Cue Ocean’s 11 soundtrack…
For this job, the science is hard, creating a new food brand is hard, building scale and distribution is hard.
The science at the heart of Eden Brew comes from CSIRO. Australia’s national science agency (and Main Sequence’s founding partner) has decades of experience in both the protein engineering and the dairy processing which Eden Brew needs to make milk that can be poured onto Weetbix without the kids noticing.
Eden Brew will be making their milk using a practice known as precision fermentation in which yeast produces the proteins that are normally made inside a cow. These proteins then need to be re-assembled into the creamy-white stuff that froths in lattes, clots in stomachs to keep us full and transforms into cheese and other dairy products.
One product that is already made at scale in this way is insulin for treating diabetes.
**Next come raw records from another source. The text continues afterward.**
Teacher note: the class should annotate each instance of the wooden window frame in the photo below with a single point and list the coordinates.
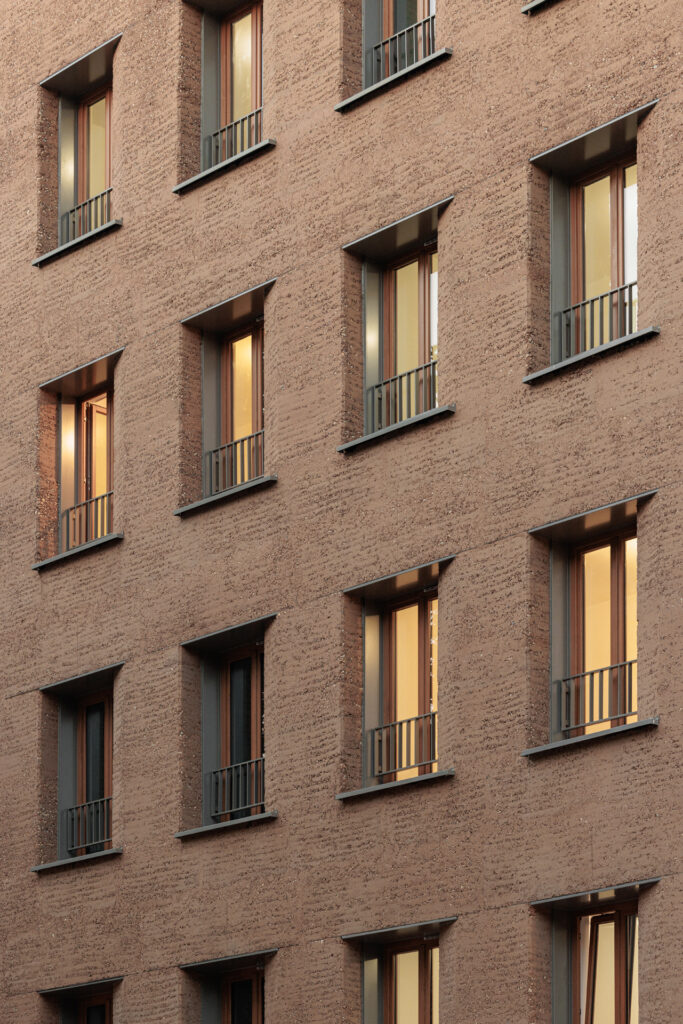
(81, 753)
(83, 142)
(616, 544)
(254, 653)
(256, 332)
(423, 258)
(255, 974)
(615, 170)
(94, 1000)
(226, 60)
(619, 914)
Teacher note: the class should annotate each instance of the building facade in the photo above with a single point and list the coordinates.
(340, 433)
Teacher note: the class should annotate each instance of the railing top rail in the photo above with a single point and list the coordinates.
(406, 373)
(594, 672)
(406, 31)
(602, 295)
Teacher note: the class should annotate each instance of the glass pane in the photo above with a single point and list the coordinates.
(407, 967)
(94, 752)
(631, 601)
(96, 147)
(631, 238)
(597, 256)
(242, 396)
(371, 992)
(597, 634)
(603, 994)
(241, 59)
(99, 460)
(241, 1001)
(68, 463)
(240, 712)
(407, 668)
(434, 994)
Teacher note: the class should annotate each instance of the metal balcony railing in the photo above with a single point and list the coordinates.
(233, 463)
(85, 217)
(86, 521)
(596, 697)
(89, 826)
(400, 745)
(594, 322)
(238, 788)
(236, 137)
(400, 397)
(402, 49)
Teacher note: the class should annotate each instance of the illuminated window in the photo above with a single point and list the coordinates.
(400, 339)
(231, 109)
(396, 34)
(400, 668)
(400, 984)
(232, 396)
(85, 469)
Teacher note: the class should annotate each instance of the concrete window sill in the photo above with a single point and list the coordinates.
(415, 421)
(55, 865)
(74, 552)
(252, 819)
(82, 240)
(225, 496)
(225, 165)
(388, 83)
(376, 791)
(594, 353)
(563, 744)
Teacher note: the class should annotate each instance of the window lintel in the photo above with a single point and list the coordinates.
(610, 140)
(86, 74)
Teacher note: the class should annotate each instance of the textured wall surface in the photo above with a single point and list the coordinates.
(505, 829)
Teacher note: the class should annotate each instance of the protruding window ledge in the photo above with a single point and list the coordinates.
(224, 496)
(530, 8)
(561, 744)
(379, 435)
(225, 165)
(251, 819)
(375, 791)
(82, 240)
(391, 80)
(54, 865)
(81, 550)
(592, 353)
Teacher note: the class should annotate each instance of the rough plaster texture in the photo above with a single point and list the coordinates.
(506, 829)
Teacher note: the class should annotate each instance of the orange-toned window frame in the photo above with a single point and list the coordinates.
(389, 979)
(423, 257)
(620, 915)
(388, 622)
(388, 19)
(616, 172)
(226, 60)
(616, 543)
(84, 142)
(94, 1000)
(256, 331)
(256, 737)
(105, 699)
(255, 975)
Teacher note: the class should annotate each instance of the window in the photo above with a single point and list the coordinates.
(400, 339)
(594, 620)
(396, 34)
(400, 984)
(400, 658)
(232, 389)
(231, 108)
(594, 240)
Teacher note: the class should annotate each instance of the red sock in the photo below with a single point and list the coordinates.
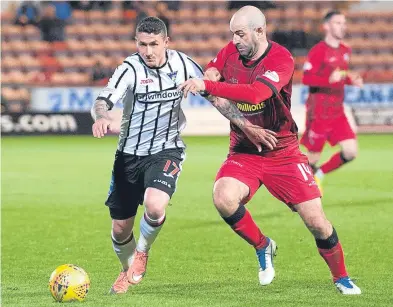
(243, 224)
(334, 258)
(335, 162)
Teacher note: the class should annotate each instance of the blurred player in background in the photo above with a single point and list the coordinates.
(150, 151)
(326, 72)
(258, 84)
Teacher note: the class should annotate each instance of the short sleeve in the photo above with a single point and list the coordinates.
(193, 68)
(313, 62)
(122, 79)
(277, 72)
(221, 58)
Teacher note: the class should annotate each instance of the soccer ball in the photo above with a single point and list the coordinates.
(69, 283)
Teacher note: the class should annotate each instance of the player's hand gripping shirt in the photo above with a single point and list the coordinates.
(325, 100)
(152, 115)
(274, 69)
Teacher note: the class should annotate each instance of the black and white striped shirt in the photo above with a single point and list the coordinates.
(152, 115)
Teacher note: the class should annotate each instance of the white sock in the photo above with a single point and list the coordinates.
(319, 174)
(149, 230)
(125, 250)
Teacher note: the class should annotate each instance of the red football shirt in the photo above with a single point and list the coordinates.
(325, 100)
(275, 69)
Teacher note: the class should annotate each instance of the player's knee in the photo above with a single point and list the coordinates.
(121, 229)
(320, 227)
(224, 200)
(155, 202)
(349, 154)
(155, 209)
(313, 157)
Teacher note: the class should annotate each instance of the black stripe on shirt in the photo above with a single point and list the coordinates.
(169, 124)
(133, 108)
(107, 100)
(133, 68)
(143, 114)
(184, 65)
(121, 76)
(158, 114)
(196, 64)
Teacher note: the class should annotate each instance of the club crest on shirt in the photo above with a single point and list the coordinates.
(172, 75)
(272, 75)
(233, 80)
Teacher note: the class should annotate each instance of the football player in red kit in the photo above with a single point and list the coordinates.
(326, 72)
(257, 86)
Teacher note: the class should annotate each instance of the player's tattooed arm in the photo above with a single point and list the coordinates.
(229, 111)
(100, 110)
(256, 134)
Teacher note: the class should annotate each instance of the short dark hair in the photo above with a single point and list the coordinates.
(330, 14)
(152, 25)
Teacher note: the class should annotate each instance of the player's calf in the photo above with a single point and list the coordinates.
(328, 244)
(265, 259)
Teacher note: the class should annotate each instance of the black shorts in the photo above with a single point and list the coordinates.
(132, 175)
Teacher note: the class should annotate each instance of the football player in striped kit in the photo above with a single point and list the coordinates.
(150, 151)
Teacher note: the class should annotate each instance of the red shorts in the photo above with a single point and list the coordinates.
(333, 131)
(290, 179)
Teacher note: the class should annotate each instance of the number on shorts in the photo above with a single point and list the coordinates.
(304, 170)
(175, 170)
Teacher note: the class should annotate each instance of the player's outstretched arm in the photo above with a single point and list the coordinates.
(256, 134)
(100, 114)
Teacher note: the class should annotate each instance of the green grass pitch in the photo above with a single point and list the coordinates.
(53, 190)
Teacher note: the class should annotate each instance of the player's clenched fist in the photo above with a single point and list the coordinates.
(192, 85)
(212, 74)
(257, 135)
(100, 127)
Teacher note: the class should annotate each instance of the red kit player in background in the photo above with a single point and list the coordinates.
(257, 85)
(326, 72)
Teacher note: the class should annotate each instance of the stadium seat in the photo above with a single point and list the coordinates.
(77, 47)
(6, 49)
(29, 62)
(96, 16)
(11, 32)
(114, 16)
(67, 63)
(7, 18)
(79, 17)
(31, 33)
(10, 63)
(39, 47)
(59, 78)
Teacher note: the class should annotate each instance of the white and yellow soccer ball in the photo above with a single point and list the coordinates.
(69, 283)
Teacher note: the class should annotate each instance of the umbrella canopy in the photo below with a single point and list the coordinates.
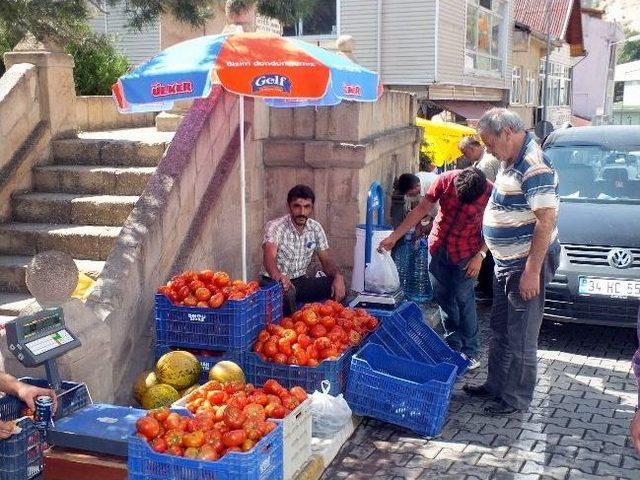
(442, 140)
(287, 71)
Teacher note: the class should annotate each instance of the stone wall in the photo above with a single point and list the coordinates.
(99, 112)
(338, 151)
(24, 136)
(188, 216)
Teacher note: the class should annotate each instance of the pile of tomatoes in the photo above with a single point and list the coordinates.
(315, 333)
(206, 289)
(230, 417)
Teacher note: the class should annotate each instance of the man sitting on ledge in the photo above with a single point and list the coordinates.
(288, 247)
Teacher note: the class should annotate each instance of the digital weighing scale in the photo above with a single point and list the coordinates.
(40, 339)
(364, 299)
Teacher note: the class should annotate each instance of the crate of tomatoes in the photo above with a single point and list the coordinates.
(314, 344)
(208, 310)
(171, 445)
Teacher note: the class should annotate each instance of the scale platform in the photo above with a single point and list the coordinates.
(97, 428)
(382, 301)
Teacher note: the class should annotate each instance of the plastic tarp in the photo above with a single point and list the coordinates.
(442, 140)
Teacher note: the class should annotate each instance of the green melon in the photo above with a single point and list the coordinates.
(179, 369)
(159, 395)
(143, 381)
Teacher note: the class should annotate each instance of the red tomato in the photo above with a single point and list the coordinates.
(286, 323)
(280, 358)
(190, 301)
(318, 330)
(233, 417)
(193, 439)
(300, 327)
(304, 340)
(234, 438)
(159, 445)
(299, 393)
(284, 346)
(191, 452)
(272, 387)
(328, 322)
(252, 428)
(254, 411)
(309, 317)
(172, 421)
(247, 445)
(216, 300)
(322, 342)
(175, 450)
(209, 452)
(203, 294)
(149, 427)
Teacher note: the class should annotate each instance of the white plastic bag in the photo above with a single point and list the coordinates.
(329, 414)
(381, 275)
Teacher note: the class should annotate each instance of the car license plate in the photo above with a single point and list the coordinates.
(609, 287)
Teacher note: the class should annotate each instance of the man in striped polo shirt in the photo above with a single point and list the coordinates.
(519, 227)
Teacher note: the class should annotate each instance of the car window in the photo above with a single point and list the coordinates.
(597, 174)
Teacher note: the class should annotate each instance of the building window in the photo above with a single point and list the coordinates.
(484, 44)
(558, 84)
(516, 85)
(321, 22)
(530, 88)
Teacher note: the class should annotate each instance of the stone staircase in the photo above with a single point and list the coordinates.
(78, 205)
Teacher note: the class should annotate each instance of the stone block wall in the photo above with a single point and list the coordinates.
(99, 112)
(338, 151)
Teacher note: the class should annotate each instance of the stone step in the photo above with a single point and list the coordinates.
(87, 242)
(142, 147)
(72, 208)
(14, 267)
(12, 303)
(93, 179)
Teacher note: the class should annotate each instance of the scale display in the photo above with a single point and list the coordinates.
(37, 338)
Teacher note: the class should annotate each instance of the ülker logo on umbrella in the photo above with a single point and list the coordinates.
(162, 90)
(271, 81)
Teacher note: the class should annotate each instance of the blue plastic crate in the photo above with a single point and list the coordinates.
(234, 325)
(262, 462)
(400, 391)
(206, 361)
(405, 334)
(21, 454)
(258, 372)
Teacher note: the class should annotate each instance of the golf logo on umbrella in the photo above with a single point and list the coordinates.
(271, 81)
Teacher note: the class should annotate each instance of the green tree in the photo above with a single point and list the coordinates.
(98, 64)
(630, 51)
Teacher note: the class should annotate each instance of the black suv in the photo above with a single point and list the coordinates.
(598, 281)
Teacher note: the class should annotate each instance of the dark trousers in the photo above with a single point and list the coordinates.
(455, 294)
(515, 326)
(306, 289)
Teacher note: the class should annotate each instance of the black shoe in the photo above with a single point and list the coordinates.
(477, 390)
(501, 408)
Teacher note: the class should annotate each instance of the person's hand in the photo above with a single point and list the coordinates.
(6, 429)
(529, 285)
(338, 289)
(387, 244)
(472, 268)
(634, 429)
(28, 394)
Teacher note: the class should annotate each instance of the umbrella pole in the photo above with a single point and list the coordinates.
(243, 196)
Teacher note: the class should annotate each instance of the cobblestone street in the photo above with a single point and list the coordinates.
(576, 428)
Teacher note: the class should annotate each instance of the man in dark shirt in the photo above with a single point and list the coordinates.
(456, 251)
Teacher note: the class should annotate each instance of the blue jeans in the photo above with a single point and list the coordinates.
(455, 293)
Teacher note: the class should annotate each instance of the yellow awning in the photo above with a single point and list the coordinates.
(442, 139)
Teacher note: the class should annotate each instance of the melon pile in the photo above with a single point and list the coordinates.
(175, 375)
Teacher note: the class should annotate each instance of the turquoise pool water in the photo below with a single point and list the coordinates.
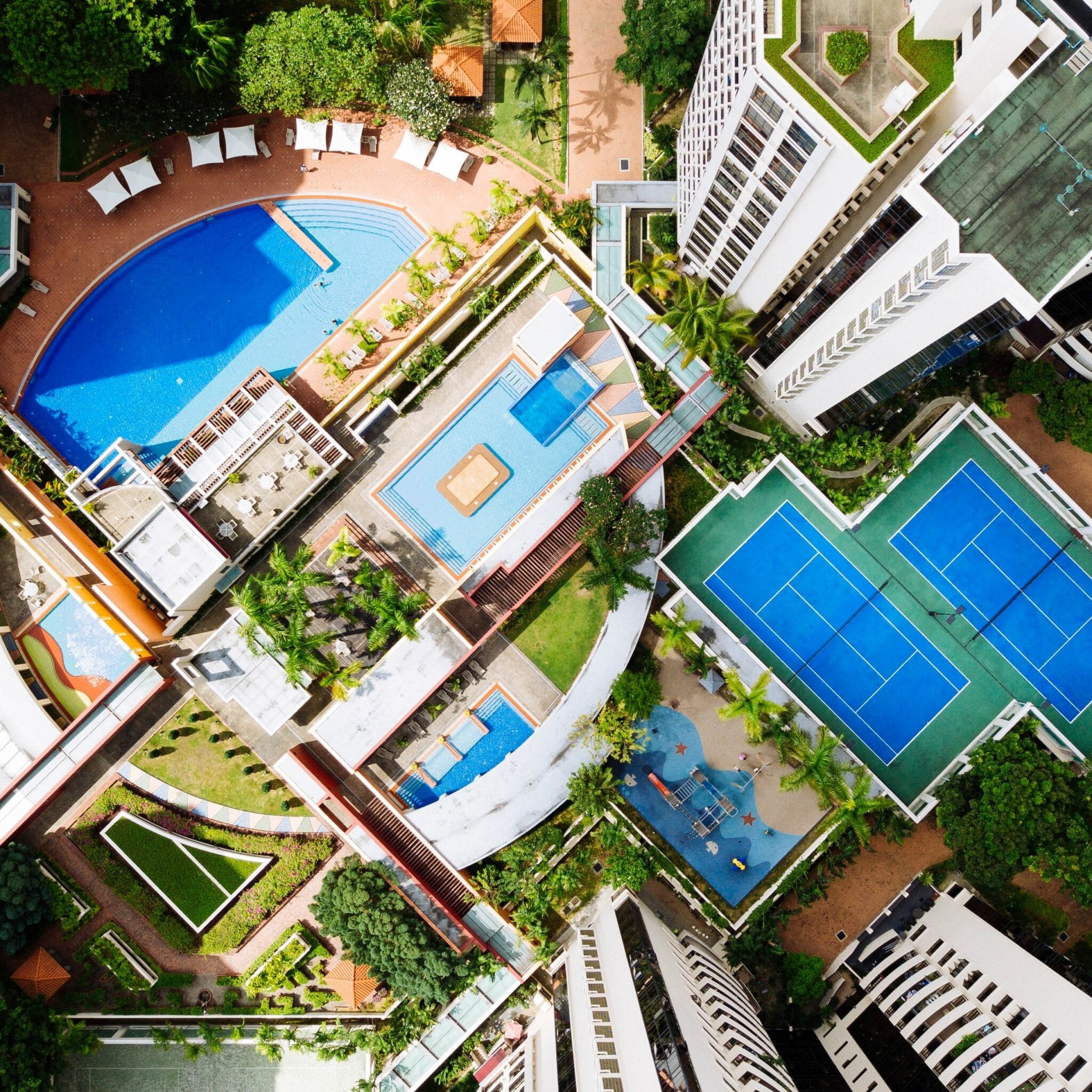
(559, 395)
(413, 495)
(171, 333)
(89, 648)
(507, 730)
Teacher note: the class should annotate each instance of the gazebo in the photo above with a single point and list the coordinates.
(353, 983)
(39, 974)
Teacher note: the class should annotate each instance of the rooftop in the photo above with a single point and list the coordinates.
(1006, 183)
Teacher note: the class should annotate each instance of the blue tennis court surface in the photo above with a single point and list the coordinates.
(1031, 601)
(837, 631)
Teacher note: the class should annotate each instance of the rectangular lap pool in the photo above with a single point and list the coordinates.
(488, 734)
(511, 469)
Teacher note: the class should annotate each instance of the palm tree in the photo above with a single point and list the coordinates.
(675, 629)
(392, 609)
(339, 678)
(855, 803)
(616, 572)
(702, 323)
(655, 277)
(820, 768)
(752, 704)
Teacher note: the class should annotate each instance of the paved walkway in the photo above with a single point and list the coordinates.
(74, 244)
(606, 115)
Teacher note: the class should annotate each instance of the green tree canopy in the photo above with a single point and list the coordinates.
(379, 928)
(309, 57)
(27, 897)
(66, 44)
(664, 42)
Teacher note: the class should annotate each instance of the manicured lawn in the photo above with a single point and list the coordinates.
(687, 494)
(198, 767)
(558, 626)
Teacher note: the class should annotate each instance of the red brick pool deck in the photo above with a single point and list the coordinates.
(74, 244)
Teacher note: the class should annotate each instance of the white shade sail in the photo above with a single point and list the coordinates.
(449, 161)
(414, 150)
(109, 192)
(239, 140)
(310, 135)
(346, 137)
(140, 175)
(206, 150)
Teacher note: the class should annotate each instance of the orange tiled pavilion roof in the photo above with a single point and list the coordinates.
(517, 20)
(39, 973)
(463, 67)
(352, 982)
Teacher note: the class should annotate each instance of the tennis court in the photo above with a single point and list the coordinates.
(836, 631)
(1021, 590)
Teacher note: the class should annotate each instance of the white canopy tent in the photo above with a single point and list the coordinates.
(140, 175)
(239, 140)
(109, 192)
(310, 135)
(206, 150)
(414, 150)
(450, 161)
(346, 137)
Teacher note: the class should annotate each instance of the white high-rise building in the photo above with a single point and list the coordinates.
(947, 1002)
(638, 1009)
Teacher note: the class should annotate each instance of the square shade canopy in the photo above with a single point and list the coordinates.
(140, 175)
(109, 192)
(239, 141)
(310, 135)
(414, 150)
(346, 137)
(206, 150)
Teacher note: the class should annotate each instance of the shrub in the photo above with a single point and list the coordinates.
(847, 51)
(421, 100)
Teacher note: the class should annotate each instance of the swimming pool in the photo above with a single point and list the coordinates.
(565, 388)
(171, 333)
(506, 729)
(414, 496)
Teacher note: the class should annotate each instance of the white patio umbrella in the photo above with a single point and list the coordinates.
(140, 175)
(206, 150)
(310, 135)
(239, 140)
(346, 137)
(109, 192)
(414, 150)
(450, 161)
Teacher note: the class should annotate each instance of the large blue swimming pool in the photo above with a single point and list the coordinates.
(413, 495)
(163, 340)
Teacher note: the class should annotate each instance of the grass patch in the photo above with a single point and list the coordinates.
(196, 766)
(556, 628)
(687, 493)
(929, 54)
(168, 869)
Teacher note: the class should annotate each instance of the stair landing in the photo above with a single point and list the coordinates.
(300, 237)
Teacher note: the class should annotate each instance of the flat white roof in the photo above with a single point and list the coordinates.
(258, 684)
(171, 556)
(391, 692)
(551, 331)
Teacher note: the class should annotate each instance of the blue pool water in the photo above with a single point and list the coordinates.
(414, 497)
(508, 729)
(674, 749)
(171, 333)
(563, 391)
(87, 646)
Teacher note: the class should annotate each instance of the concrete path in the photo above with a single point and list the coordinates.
(606, 115)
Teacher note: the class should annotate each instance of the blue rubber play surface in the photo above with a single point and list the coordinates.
(837, 631)
(1020, 589)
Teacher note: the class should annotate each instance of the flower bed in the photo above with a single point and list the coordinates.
(295, 860)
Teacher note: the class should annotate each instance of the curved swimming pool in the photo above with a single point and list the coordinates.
(172, 332)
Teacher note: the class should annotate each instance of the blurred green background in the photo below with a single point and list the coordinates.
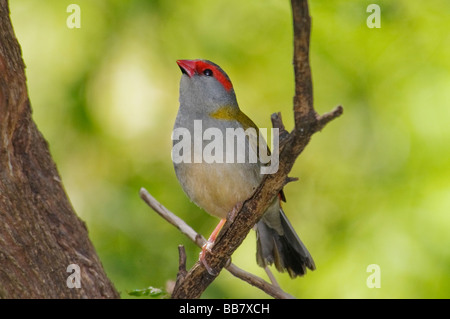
(374, 185)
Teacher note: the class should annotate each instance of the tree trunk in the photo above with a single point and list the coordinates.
(40, 234)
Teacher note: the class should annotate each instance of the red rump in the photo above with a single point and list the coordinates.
(199, 66)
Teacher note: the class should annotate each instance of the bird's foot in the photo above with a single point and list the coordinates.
(207, 248)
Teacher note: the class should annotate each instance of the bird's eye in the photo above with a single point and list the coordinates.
(207, 72)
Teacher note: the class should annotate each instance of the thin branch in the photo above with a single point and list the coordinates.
(306, 124)
(328, 117)
(199, 240)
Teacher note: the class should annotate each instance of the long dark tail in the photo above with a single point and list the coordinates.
(282, 247)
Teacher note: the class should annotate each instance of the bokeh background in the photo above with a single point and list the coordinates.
(374, 185)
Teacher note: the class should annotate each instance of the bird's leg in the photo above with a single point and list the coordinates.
(236, 209)
(208, 245)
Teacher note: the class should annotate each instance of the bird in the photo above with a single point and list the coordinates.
(207, 97)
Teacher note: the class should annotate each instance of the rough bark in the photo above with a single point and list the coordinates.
(40, 234)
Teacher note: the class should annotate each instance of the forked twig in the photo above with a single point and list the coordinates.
(199, 240)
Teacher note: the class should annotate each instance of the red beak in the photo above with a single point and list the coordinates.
(187, 67)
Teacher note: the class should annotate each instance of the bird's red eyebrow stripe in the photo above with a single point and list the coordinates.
(218, 74)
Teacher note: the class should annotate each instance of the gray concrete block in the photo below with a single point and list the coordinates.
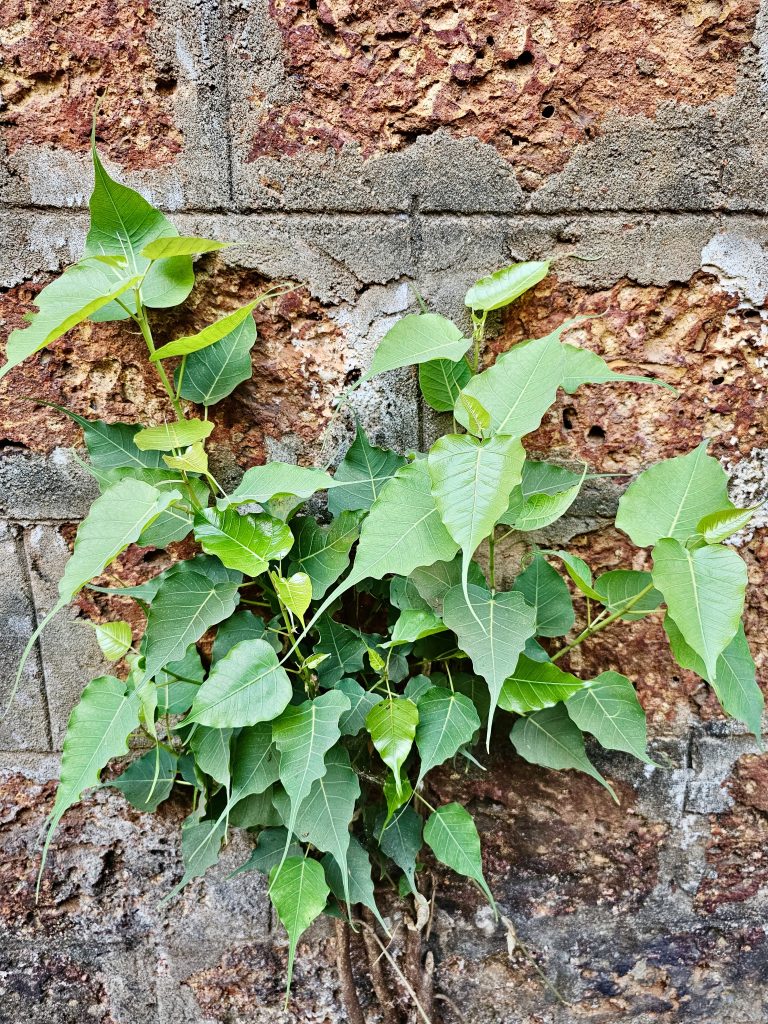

Imagine this, before precision fermentation, insulin was extracted from pigs and took 8 tonnes of pig pancreas for every litre of insulin. That’s a lot of pigs. This new way is much better!
Next we needed processing, distribution and the generational expertise of a dairy company. We found this in our Industry Founder, Norco. Norco is the biggest dairy co-op in Australia. Based in northern New South Wales, Norco was established over 100 years ago and includes over 200 member farms each producing over 1m litres of milk per year. This milk is processed and transformed at Norco into packaged milk, ice-cream, butter and cheese before being distributed to Australian retailers.
I met Jim Fader while he was General Manager at Foodco Fresh at Woolworths. He introduced me to the incredible innovation that is going on in food retail and helped another one of our companies — v2food — understand what it needed to do to succeed on the shelves. When he left Woolworths we grabbed him for Eden Brew where he has got back to his startup roots and now leads the company as CEO.
The founder team was in place. We had the team to imagine, discover, build, process and ship the products of Eden Brew. No one of us could do it alone, but together we had everything we needed.
And now we are working. At a phenomenal speed. We’ve already tasted Eden Brew milk (have a look at the photo at the start of this post) and we’ve started the journey to scale.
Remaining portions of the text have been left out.